The reptile centre looked like a tiny little building as we approached but inside it was much larger than we expected. Having paid our entry fee (less YHA discount – Elizabeth’s card having almost paid for itself!), we had some time before the “show” and so headed into the first room. Here they had a number of different geckos, many of which were tiny. They were really well displayed in a nocturnal environment and some of the markings and colourings on them were really cool.

Next, we headed into the first of the main two rooms where we were greeted by Frank the Spencer’s Goanna who was happily wandering around the room. Inside this room were a number of highly dangerous snakes including the two most venomous in the world – the Inland Taipan and Brown Snakes. Australia is home to 18 of the world’s 20 most dangerous snakes and as well as the above Death Adders and Mulga Snakes were displayed here.

Next came the show. Here the guide showed us three different lizards and an Olive Python. She explained about each one and where you might find them, how to hold them and also what to do if you see a snake in the wild and how to treat a bite. The three lizards were a Blue-tongue, a Shingleback (or two-headed) and a Central Bearded Dragon! We were able to hold both the blue-tongue and bearded dragon and they both felt completely different, with the blue-tongue being quite moist and the dragon being very rough and spiky. We were also able to hold the olive python which was only a youth but was still well over a metre long. Having the snake wrapped around your neck you could feel the muscles in the body contracting as it gripped and I couldn’t imagine how strong these are as adults, apparently able to kill and consume a kangaroo! The show was really good fun and it was amusing watching people who hated snakes and reptiles either refusing to hold them or being cajoled into it by other family members, including one father who was petrified of the snake but was hassled into holding it by his wife and daughter!

After the show we visited the second room and the outside area. These areas contained a variety of skinks as well as more of the lizards we’d already seen, plus a saltwater crocodile and a Perentie Goanna, the largest lizard in Australia. We also saw a number of Thorny Devil Lizards which Elizabeth was really keen to see. These lizards are so tiny and apparently really timid but they have large spikes on their backs which make them look a lot scarier. They are really cool to see up close.

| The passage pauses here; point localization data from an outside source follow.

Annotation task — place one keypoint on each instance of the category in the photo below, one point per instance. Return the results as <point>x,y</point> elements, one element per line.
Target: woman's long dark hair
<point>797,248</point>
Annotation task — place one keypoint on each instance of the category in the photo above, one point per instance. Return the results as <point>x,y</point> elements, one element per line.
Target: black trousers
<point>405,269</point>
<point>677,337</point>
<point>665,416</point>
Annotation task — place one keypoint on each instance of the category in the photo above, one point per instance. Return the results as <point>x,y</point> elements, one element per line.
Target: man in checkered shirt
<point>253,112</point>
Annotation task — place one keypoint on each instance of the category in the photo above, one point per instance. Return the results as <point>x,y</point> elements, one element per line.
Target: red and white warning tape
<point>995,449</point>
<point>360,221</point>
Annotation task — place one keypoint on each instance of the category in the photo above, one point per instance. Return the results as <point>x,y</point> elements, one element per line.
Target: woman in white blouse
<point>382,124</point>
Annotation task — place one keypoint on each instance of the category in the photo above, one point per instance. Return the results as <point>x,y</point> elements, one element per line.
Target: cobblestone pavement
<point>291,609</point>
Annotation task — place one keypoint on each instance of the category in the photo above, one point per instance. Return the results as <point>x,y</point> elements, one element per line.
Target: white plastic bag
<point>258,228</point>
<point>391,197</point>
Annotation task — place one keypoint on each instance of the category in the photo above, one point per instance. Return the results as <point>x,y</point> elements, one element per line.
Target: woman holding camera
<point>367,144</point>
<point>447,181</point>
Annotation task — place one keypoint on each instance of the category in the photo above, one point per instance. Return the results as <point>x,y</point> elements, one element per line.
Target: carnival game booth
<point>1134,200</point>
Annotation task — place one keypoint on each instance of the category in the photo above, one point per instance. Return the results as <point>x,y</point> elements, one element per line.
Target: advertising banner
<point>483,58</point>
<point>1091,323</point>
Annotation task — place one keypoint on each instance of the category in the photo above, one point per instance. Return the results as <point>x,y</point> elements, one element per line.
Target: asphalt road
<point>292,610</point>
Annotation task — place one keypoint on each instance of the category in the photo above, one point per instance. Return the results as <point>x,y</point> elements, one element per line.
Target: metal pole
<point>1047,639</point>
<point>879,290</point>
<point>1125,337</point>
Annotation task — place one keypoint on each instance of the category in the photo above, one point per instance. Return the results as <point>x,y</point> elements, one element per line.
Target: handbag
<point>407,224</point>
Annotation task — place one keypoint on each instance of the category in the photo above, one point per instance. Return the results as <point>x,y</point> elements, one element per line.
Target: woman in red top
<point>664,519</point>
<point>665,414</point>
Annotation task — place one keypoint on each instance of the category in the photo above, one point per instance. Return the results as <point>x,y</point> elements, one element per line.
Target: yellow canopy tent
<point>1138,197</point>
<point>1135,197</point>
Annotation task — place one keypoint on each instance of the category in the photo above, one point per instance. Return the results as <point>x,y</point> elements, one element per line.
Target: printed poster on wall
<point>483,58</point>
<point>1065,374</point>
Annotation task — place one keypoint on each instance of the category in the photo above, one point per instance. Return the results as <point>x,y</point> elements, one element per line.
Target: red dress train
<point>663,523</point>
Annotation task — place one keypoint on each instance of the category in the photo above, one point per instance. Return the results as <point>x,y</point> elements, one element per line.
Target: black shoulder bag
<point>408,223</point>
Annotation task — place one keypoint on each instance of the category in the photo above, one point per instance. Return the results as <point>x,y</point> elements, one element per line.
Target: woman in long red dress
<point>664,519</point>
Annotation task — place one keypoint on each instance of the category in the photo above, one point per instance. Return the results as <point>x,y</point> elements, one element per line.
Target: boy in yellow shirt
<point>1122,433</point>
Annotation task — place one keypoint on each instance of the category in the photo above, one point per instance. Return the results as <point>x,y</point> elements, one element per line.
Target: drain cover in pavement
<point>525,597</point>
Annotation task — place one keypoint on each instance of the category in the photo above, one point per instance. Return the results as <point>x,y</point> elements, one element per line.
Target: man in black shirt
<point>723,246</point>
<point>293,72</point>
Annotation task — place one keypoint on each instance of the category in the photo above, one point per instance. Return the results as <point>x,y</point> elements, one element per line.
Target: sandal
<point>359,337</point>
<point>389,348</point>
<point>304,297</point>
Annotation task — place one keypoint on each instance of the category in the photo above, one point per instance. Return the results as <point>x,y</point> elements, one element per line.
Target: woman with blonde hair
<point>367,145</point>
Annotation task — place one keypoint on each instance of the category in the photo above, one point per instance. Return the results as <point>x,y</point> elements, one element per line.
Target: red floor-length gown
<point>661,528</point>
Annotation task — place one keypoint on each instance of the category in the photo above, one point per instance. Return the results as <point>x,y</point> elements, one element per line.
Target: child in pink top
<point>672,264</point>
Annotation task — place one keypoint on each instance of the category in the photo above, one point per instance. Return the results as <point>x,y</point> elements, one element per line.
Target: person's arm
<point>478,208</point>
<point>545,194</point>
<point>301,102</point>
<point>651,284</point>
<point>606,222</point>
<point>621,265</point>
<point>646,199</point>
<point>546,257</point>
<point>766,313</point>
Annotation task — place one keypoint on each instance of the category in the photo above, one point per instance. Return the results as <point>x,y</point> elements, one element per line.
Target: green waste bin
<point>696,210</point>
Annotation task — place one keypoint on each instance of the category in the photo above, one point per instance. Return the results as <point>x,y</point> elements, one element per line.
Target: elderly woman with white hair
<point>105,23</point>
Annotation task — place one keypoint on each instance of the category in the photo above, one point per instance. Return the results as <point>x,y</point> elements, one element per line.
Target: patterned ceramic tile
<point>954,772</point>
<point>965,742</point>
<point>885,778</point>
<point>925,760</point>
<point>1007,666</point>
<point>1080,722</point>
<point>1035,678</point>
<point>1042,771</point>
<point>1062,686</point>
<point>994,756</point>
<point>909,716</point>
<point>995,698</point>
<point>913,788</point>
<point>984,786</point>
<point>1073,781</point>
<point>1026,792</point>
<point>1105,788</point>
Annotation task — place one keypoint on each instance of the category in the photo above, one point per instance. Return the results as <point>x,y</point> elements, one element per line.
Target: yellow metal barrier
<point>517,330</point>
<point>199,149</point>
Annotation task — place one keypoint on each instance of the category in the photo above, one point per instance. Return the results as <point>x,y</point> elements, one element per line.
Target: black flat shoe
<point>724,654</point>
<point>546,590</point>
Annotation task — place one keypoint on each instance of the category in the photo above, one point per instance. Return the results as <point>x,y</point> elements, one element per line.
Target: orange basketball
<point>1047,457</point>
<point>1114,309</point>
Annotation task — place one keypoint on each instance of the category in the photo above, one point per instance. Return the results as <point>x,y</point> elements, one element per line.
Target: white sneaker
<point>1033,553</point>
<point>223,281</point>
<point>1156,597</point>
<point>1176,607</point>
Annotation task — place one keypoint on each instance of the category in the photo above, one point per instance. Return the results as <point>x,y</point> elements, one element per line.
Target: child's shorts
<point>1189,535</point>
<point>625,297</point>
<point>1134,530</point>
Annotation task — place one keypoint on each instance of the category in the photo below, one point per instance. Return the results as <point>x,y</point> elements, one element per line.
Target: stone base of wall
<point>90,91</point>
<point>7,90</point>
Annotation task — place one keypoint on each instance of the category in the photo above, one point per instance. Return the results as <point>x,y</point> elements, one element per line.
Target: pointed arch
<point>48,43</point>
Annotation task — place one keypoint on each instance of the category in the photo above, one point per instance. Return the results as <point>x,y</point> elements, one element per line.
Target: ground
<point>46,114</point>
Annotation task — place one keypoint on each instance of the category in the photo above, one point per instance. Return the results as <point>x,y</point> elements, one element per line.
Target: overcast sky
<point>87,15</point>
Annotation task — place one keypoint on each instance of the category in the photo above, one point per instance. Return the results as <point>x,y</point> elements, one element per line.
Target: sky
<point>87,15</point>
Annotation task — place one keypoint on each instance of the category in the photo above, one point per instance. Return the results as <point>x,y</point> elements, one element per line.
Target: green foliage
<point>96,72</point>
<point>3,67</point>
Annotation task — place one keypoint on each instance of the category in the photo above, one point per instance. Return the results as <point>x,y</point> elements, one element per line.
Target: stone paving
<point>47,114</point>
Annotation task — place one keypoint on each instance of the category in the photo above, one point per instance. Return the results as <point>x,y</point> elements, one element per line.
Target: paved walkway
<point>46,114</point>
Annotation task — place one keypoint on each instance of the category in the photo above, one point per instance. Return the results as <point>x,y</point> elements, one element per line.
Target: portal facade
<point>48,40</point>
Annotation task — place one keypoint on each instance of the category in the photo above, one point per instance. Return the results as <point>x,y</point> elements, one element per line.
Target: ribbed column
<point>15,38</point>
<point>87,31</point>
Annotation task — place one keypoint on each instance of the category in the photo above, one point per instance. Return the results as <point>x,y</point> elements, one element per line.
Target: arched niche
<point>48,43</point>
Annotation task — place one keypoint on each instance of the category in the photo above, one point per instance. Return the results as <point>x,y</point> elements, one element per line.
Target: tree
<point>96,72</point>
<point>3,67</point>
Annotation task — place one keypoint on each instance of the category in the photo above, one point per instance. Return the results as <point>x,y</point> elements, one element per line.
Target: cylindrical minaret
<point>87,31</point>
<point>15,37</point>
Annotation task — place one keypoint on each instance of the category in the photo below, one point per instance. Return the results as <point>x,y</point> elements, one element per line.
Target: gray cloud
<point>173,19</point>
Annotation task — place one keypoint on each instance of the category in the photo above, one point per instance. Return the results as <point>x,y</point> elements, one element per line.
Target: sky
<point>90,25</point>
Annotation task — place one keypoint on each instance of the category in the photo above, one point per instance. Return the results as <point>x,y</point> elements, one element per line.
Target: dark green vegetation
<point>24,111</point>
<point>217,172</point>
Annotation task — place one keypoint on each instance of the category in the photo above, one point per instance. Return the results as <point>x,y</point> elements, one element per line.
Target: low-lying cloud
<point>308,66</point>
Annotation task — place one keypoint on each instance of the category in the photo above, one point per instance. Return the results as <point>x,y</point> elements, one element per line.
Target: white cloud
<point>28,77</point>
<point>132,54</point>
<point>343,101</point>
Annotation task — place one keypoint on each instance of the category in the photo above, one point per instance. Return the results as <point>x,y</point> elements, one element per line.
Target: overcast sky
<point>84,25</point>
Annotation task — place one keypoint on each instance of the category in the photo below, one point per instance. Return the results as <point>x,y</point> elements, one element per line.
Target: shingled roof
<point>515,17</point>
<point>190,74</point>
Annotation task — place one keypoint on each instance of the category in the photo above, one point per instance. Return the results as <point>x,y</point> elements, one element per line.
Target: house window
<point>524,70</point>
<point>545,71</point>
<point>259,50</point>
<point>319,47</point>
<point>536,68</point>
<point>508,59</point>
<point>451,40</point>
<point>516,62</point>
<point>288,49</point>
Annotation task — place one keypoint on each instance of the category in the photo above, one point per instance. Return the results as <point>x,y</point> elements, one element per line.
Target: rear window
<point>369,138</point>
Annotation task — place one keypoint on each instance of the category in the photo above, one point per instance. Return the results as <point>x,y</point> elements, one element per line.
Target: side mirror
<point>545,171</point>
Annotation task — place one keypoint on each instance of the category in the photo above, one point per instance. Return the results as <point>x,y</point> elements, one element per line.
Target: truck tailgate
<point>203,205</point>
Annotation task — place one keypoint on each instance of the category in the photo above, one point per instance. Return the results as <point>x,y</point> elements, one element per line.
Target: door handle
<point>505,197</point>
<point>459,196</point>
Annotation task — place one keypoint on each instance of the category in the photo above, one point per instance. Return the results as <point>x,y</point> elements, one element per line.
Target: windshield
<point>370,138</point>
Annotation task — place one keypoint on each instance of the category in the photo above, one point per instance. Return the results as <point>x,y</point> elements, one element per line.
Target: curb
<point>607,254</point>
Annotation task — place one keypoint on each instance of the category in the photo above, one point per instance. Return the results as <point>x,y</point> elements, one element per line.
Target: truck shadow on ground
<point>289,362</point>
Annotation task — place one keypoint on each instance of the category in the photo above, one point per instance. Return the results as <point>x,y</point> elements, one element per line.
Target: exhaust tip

I think seeing all the lizards made Elizabeth and I decide they might be a fun pet when we finally have a house!

We attempted to visit the Royal Flying Doctor Base afterwards but after waiting around 10 minutes, no-one had appeared at reception so we just headed back to the hotel for lunch – French bread pizzas made using leftover cheese, ham and tomato paste!

In the afternoon, void of anything else to do, we headed out to the Todd Mall and had a walk around the shops where we inevitable ended up spending money by way of a book, a map, a magnet, some aboriginal artworks plus a couple of other small things before running away to avoid spending any more, stopping only at Liquorland to buy a $6 bottle of wine to accompany dinner!

The evening was spent relaxing in the common area at the hotel watching the tennis, eating lovely pasta and garlic bread and drinking a distinctly average wine, as well as the dull packing.

Melbourne tomorrow! Alice Springs and Uluru have been a nice little stop but the places have been sleepy, REALLY sleepy and I couldn’t imagine spending any longer here than we have. Even with the flight screw up, we had plenty of time to do all we wanted to and have time to spare. I hadn’t done this region when I came before and am glad I have now but can’t imagine any reason to come back in the future. Anyway – onwards!